Well...I watched my oldest daughter get married last night. It made me cry. Fortunately, she just married her dad...and "marrying" consisted of her twirling in a circle with her dad while I sat in the "bride chair". I think this was all a re-enactment of a wedding we went to last weekend. Still, I am overwhelmed with how fast time has been moving lately. Why are these kids growing up so fast? How have four years of marriage flown by so fast? I want to slow everyone down. I'm the reflective type, and sometimes I just want to sit down and think about who we are, and whether we are living up to the people we want to be.
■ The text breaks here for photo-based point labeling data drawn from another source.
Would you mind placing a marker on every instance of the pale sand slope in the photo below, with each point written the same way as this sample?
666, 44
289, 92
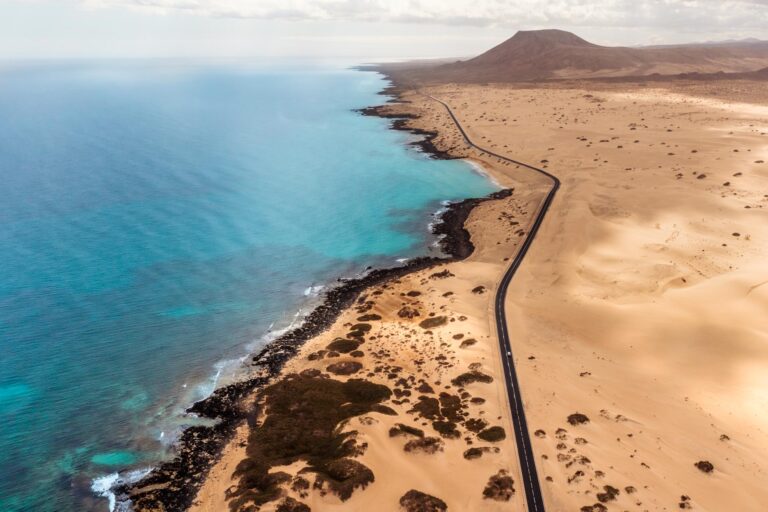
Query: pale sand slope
644, 299
467, 341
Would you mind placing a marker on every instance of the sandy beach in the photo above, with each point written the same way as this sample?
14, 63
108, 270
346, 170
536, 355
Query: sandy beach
636, 320
640, 304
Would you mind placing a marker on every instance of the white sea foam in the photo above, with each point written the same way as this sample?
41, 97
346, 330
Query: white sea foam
313, 291
482, 171
103, 486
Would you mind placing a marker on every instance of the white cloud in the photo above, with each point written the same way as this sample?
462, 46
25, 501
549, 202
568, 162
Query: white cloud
629, 13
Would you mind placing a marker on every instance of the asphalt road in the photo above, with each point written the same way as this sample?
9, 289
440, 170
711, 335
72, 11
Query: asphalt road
527, 460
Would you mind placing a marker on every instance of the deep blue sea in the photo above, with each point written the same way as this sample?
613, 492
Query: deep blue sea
156, 220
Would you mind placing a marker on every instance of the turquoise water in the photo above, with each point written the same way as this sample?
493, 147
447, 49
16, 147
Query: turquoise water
155, 221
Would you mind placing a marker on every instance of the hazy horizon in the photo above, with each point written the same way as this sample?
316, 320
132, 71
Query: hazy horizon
371, 30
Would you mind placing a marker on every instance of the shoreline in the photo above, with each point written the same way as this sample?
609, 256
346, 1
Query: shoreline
175, 483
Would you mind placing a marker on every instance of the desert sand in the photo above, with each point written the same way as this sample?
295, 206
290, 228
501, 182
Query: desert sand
641, 306
558, 54
642, 302
417, 361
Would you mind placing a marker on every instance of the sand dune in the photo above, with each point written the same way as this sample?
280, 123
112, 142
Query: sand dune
545, 54
641, 304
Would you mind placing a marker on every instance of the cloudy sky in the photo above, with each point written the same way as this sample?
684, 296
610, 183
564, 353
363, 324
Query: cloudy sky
354, 29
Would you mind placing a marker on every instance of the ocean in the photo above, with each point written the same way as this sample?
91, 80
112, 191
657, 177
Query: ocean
158, 221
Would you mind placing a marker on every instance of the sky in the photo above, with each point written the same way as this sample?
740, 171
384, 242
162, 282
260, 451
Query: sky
368, 30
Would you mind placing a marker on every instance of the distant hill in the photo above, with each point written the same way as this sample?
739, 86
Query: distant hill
546, 54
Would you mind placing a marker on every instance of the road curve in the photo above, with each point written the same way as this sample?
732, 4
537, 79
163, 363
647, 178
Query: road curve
533, 495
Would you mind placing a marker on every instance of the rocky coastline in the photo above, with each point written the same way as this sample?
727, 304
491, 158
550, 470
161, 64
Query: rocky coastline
174, 484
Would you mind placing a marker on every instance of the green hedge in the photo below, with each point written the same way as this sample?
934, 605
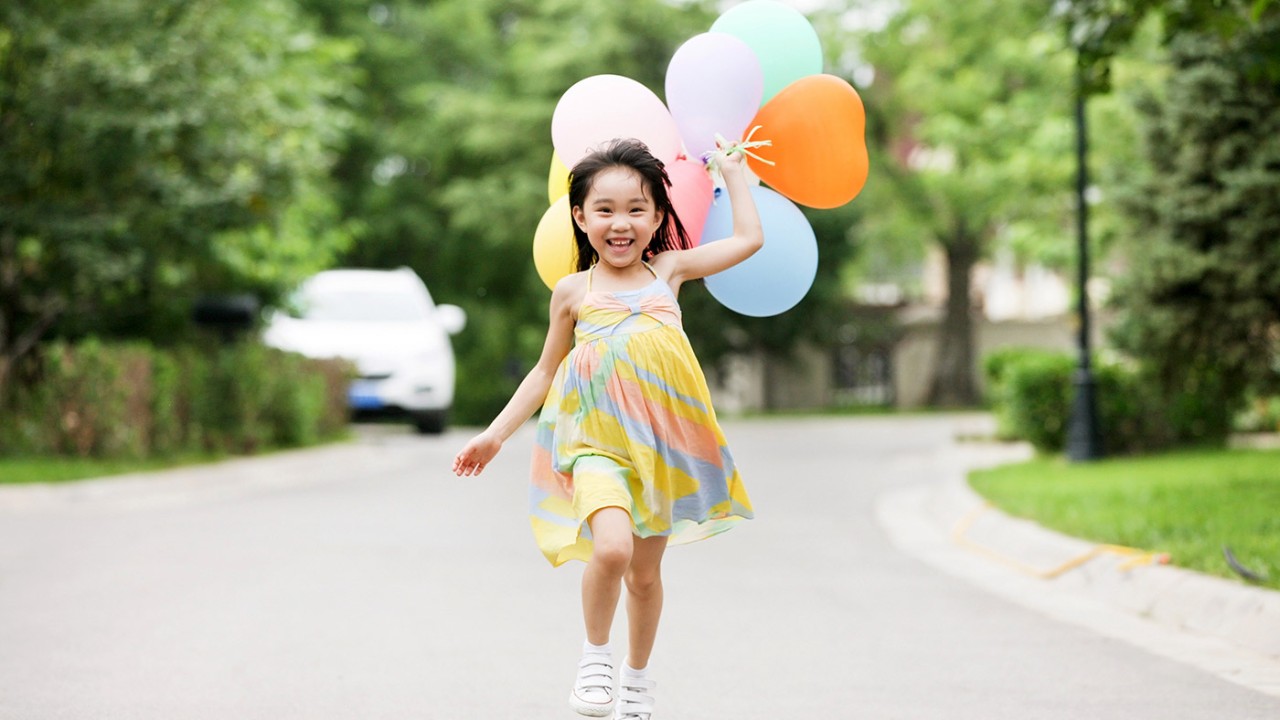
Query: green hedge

I'm also the organized type, and if people in this house would just stop growing up for two seconds I might have a chance to put our wedding pictures in an album, or document my 3-year-olds first year.

But, the days are passing like minutes right now, each one like a popsicle melting in the heat. So far, I haven't had much success in slowing down my melting days. Since sitting around and savoring every bite doesn't seem to be a choice at the moment, I guess I will just have to gobble them up as quickly as I can so I am sure to enjoy every last bite. And while I would love to alphabatize spices, lose some baby weight, make photo albums, and get to know my neighbors, when push comes to shove, I just want to sit in my living room watching my little girl grow up because that is one thing that simply can't be done later.

2 comments:

Rach said...

I love the melting popsicle analogy, very fitting. This entry made me miss you even more! Can you guys just move here?

Kayla said...

I've been starting to feel the same way with Codi! My baby really isn't one anymore. Just a reminder that we really need to live in the present and savor every moment.

By the way, I love reading your blog. You have got the best "voice" and are inspiring me to start one of my own!